近年、自然が破壊され住処を失ったハクビシンが郊外などに姿を現すことが多くなりました。その結果、ハクビシンによる様々な問題が私たちの生活の中で起こっています。
このページでは、ハクビシンが引き起こしている問題が、どのようなものか、事例を交えてご紹介します。

ハクビシンは樹木登りを得意とし、体が猫のようにしなやかなので、民家の天井裏や床下、物置といった場所に4センチ程の狭い隙間があれば簡単に侵入してしまいます。
また、中にはクーラーの冷気取り込み口を破壊して侵入した例もあります。


ハクビシンが天井裏に侵入して住みつくと、そこに糞尿を蓄積します。尿は天井にシミ汚れを作り、時には雨漏りのように滴り落ちて来ることもあるそうです。
また、ハクビシンは糞を同じ場所に排出するという特性があるため、糞が溜まりすぎると天井が重みで抜けることもあります。

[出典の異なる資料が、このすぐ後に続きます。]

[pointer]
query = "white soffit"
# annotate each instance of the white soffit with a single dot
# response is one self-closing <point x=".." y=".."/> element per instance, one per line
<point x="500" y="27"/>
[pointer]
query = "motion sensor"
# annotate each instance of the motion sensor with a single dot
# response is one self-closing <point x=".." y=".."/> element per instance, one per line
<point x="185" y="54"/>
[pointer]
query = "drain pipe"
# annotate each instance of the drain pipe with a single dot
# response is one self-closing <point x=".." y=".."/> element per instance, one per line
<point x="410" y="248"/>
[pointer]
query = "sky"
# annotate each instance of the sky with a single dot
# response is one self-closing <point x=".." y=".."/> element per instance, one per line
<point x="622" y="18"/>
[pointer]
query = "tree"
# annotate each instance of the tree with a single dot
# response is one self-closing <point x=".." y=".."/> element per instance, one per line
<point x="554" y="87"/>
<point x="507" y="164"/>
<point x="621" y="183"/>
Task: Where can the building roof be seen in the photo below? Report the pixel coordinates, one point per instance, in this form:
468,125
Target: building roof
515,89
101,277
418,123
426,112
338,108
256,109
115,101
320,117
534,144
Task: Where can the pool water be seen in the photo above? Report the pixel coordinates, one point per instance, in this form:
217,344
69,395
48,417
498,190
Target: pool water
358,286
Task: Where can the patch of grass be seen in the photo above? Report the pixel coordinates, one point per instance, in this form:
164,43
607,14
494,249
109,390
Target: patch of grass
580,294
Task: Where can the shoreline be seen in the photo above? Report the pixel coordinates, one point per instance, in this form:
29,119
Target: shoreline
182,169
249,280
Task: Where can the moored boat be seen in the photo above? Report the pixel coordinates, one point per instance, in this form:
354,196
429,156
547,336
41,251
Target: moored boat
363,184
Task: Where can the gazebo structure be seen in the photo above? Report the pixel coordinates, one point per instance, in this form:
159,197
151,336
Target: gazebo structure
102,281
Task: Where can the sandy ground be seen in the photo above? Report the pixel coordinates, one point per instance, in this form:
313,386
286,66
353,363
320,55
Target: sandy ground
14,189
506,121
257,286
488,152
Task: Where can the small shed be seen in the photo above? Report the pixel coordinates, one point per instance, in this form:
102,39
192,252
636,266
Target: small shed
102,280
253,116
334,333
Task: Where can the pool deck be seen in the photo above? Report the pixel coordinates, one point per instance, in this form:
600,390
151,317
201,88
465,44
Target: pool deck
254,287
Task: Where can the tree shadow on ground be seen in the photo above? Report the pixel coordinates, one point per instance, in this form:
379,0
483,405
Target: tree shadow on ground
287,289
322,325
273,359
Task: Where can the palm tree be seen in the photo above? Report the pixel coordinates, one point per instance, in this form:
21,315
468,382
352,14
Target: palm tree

ハクビシンが天井裏で排出した糞尿は、ノミやダニにとって絶好の繁殖場所となります。
発生したノミ・ダニが家屋の天井から落ち、住人がさされるなどの被害にあった例などもあります。
ハクビシンが排出した糞尿は、強烈な異臭を放ちます。家屋に異臭が染み付いてしまうため、消臭しないと生活できないほどです。
ハクビシンは夜行性のため、天井裏に住み着くと、もの凄い音を立てて動き回ります。
この物音があまりにもうるさく、住人に対して「夜眠れない」などの精神的被害を与えることもあります。
ハクビシンが民家に侵入し、飼養している金魚や亀などを食べてしまうことがあります。
また、ニワトリなどの比較的大きな動物がハクビシンの餌食となってしまった例もあるため、油断できません。

近年、数多く発生しているハクビシンの被害として、農産物被害が挙げられます。特に果実類を好むことから、菜園に侵入し柿やぶどう、みかんなどを収穫寸前に食べてしまいます。